5. EQUALITY
Discrimination is endemic in Further and Higher Education. As a union, we tend to deal with inequality on an individualised, case-by-case basis, with little scope for national collective bargaining. Casework takes an enormous amount of labour – emotional and physical – from dedicated branch representatives. Again, the way forward lies in proper, systematic, national coordination of branches’ current efforts to address the issue.
5.1 Nationally coordinated casework
At present, UCU has no central hub for equality-related casework data, and no in-house legal team to deal with these issues in a specialised way. As General Secretary I will create positions for specialist, full-time equality casework officials. These officials will collate information, identify emerging trends and patterns of discrimination, target potentially high-profile cases for special assistance, and work towards precedent-setting legal challenges and broad-based agreements with employers. When, for example, there is a spike in the use of performance management to dismiss members with disabilities, or in the use of Non-Disclosure Agreements to silence victims of bullying, sexual harassment, or racial discrimination, our equality specialists will be ready to bring the problem to the attention of the national equality committees, helping them to publicise it more widely and feed it back into our national and regional casework training and campaigning. This will be a valuable mechanism for naming and shaming the worst employers, and amplifying and celebrating our best casework successes.
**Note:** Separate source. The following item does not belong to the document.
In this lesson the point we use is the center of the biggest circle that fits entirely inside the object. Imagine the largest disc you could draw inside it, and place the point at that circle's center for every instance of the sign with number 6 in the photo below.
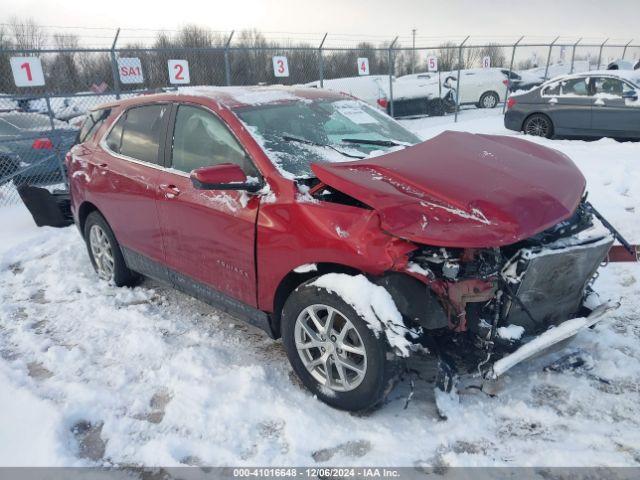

5.2 National bargaining on non-pay equality issues
UCU has not successfully negotiated with employers on a national level over issues that are unrelated to pay. At at the heart of any trade union struggle is a fight for equality: issues like sexual harassment and transgender rights, and maternity and paternity rights. In both FE and HE, the national bargaining frameworks should be expanded to include these things. UCU should be demanding not only an improvement to the pay spine, a plan to close the ethnicity pay gap, or a reduction in casual contracts: we should be calling for and working towards a national collective labour agreement that recognises how different forms of material deprivation and discrimination intersect with and compound one another, and aim for a comprehensive solution. When UCU next goes on strike over pay, this should be a mandatory additional requirement if employers want to bring us back to the negotiating table.